En la vida hay seres humanos fuertes y débiles, valientes y temerosos. Uno creería que ante el martirio, los fuertes sufren más pero finalmente entregan su vida; y que los débiles simplemente se rinden y ya no aman más.

Pero, ¿no será que los débiles sufren más en su miedo y humildemente entregan el pobre amor que les queda, pero amor al fin? El padre Rodrigues será llevado a asumir no su fortaleza, sino su debilidad; a renunciar a sí mismo: a sus ilusiones, sus afanes, sus pensamientos, sus oraciones, incluso su modo de creer, y a abrazar su propia debilidad para recibir sólo la fuerza de Dios, la fuerza de la misericordia, y poder confesar su amor a Cristo. No como él hubiera querido, sino como Dios quiere.

Silencio es la historia de unos misioneros que salen a buscar a otro y a llevar a Dios a un pueblo, cuando en realidad es Otro el que los busca y el que los quiere llevar. Es la historia del silencio donde Dios habla y redime, más allá de todas nuestras palabras y ruidos, de nuestra maldad o bondad; del silencio donde Dios sufre con los que sufren y no tienen voz.

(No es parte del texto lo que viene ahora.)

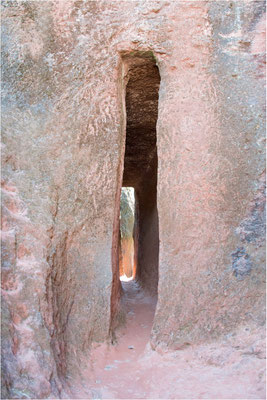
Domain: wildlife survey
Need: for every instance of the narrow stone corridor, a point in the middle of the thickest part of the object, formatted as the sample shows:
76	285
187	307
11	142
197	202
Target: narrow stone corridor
132	370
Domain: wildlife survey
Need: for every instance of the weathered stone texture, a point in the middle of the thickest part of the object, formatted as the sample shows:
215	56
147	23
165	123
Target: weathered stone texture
64	127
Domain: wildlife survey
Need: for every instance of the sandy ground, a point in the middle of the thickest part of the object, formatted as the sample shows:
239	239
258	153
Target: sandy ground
233	368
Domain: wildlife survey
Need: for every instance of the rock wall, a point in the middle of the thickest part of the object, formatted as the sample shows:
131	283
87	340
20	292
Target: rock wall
64	125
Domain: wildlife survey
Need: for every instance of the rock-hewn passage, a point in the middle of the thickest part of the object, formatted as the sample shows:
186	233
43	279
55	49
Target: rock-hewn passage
141	160
167	97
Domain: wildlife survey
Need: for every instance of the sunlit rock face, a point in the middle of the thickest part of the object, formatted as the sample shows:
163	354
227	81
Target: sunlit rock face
64	122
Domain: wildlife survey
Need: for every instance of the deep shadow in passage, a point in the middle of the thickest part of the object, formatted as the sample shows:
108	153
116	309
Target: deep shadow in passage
142	82
141	162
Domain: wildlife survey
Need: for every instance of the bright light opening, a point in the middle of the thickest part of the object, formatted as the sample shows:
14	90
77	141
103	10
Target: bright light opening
127	222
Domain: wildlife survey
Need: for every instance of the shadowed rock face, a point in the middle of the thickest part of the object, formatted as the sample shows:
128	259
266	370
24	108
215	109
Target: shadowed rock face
141	160
67	66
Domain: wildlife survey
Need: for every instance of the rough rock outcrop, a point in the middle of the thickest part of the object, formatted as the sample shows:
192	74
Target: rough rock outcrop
64	128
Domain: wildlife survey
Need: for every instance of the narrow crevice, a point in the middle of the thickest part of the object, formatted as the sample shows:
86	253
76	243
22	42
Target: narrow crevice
142	80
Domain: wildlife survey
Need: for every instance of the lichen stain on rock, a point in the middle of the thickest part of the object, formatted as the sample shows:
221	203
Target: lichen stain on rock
241	263
252	228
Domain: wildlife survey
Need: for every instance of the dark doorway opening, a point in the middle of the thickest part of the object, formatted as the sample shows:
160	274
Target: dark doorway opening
141	162
141	87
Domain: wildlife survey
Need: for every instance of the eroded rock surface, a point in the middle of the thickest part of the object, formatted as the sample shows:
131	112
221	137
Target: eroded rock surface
64	123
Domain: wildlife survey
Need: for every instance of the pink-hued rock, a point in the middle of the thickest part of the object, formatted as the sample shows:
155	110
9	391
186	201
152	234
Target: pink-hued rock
64	120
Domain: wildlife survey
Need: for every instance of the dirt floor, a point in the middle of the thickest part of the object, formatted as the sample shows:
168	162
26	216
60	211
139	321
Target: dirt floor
233	368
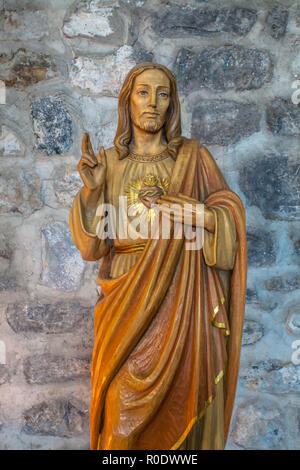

En los últimos segundos de la película, no es el silencio, sino el suave y discreto canto de los pájaros: Dios ha estado siempre ahí, identificado con el dolor del mundo, abrazando mi debilidad y mi amor. A aquel hombre, Jesús, “le seguía queriendo, de manera muy distinta que hasta ahora. Para llegar a ese amor, todo lo sucedido había sido necesario… Aun suponiendo que él hubiera callado, toda mi vida hasta hoy estaría hablando de él”.